Machine learning, deep learning, and generative AI are now widely used in many scientific and industrial fields, particularly for data analysis, simulation, and design. Their success stems from their performance and their ability to tackle complex problems, especially on a large scale ones.
However, these models have significant limitations, particularly regarding reproducibility, verification, and interpretability of the results. Despite the huge improvement of the research, no universal methodology for reliably quantifying errors in these models exist.
In this context, it becomes essential to assess reliability and uncertainties associated with predictions. By leveraging the VVUQ framework (Verification, Validation, and Uncertainty Quantification)—already used in numerical simulation—this approach enables the verification of model performance, the validation of their alignment with reality, and the measurement of uncertainties.

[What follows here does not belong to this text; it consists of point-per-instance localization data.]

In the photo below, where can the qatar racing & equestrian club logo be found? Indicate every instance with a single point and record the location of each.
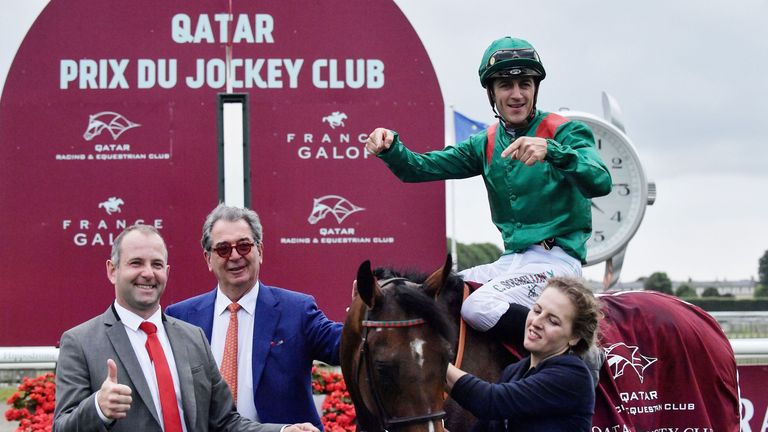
(620, 356)
(116, 124)
(336, 205)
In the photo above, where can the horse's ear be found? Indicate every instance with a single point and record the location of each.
(436, 281)
(367, 286)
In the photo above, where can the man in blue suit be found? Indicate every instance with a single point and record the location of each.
(263, 338)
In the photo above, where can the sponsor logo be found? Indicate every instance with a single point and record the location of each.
(116, 124)
(620, 356)
(103, 231)
(112, 205)
(340, 208)
(335, 205)
(328, 145)
(335, 120)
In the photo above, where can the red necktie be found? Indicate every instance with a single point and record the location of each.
(171, 417)
(229, 360)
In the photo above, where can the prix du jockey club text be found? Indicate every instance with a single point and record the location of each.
(266, 73)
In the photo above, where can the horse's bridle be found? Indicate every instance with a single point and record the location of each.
(385, 421)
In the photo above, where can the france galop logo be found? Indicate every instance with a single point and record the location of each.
(335, 119)
(112, 205)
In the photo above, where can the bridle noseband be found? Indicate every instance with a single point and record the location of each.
(385, 421)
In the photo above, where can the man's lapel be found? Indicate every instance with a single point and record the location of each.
(202, 316)
(265, 321)
(124, 350)
(183, 368)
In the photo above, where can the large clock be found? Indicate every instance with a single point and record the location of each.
(616, 216)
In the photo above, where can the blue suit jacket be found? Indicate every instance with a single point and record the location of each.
(289, 333)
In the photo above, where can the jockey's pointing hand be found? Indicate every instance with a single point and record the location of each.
(379, 140)
(527, 150)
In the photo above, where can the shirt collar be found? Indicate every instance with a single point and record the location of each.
(132, 321)
(246, 302)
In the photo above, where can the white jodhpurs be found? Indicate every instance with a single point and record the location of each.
(514, 278)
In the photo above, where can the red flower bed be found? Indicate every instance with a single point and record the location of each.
(338, 410)
(32, 405)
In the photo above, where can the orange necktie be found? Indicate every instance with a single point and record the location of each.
(171, 417)
(229, 360)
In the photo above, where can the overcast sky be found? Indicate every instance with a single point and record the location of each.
(691, 77)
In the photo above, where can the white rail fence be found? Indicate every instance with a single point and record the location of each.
(748, 332)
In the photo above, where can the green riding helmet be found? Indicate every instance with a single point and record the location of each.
(510, 57)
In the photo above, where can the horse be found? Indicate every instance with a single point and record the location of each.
(395, 348)
(669, 365)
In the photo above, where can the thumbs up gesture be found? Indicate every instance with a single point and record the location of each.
(114, 399)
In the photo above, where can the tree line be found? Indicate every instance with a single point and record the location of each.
(473, 254)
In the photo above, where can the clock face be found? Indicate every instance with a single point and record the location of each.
(616, 216)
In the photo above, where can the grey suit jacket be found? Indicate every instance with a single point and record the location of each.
(82, 368)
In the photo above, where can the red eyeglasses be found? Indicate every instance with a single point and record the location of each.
(224, 250)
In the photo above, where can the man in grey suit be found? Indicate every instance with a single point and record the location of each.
(107, 379)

In this talk, I will present the conclusions of a workshop organized by the CEA. This workshop provided an opportunity to have an overview of the state of the art of existing methods, explore their limits, identify relevant application areas, and propose research avenues and use cases to improve the validation of AI models. |
 |
Biography: Christophe Calvin, Director of Research and Senior Fellow at the CEA, serves as the Administrator of Algorithms and Source Code for CEA Research (ADAC). He has spent his entire career in the fields of numerical simulation and high-performance computing (HPC). In recent years, he has focused on the impact of AI on research and the FAIR management of scientific and technical data. In this capacity, he oversees the CEA’s policy regarding its scientific and technical data (DST). Involved in software development since the beginning of his career, he is also interested in how development models evolve in response to technological advancements and organizational models. |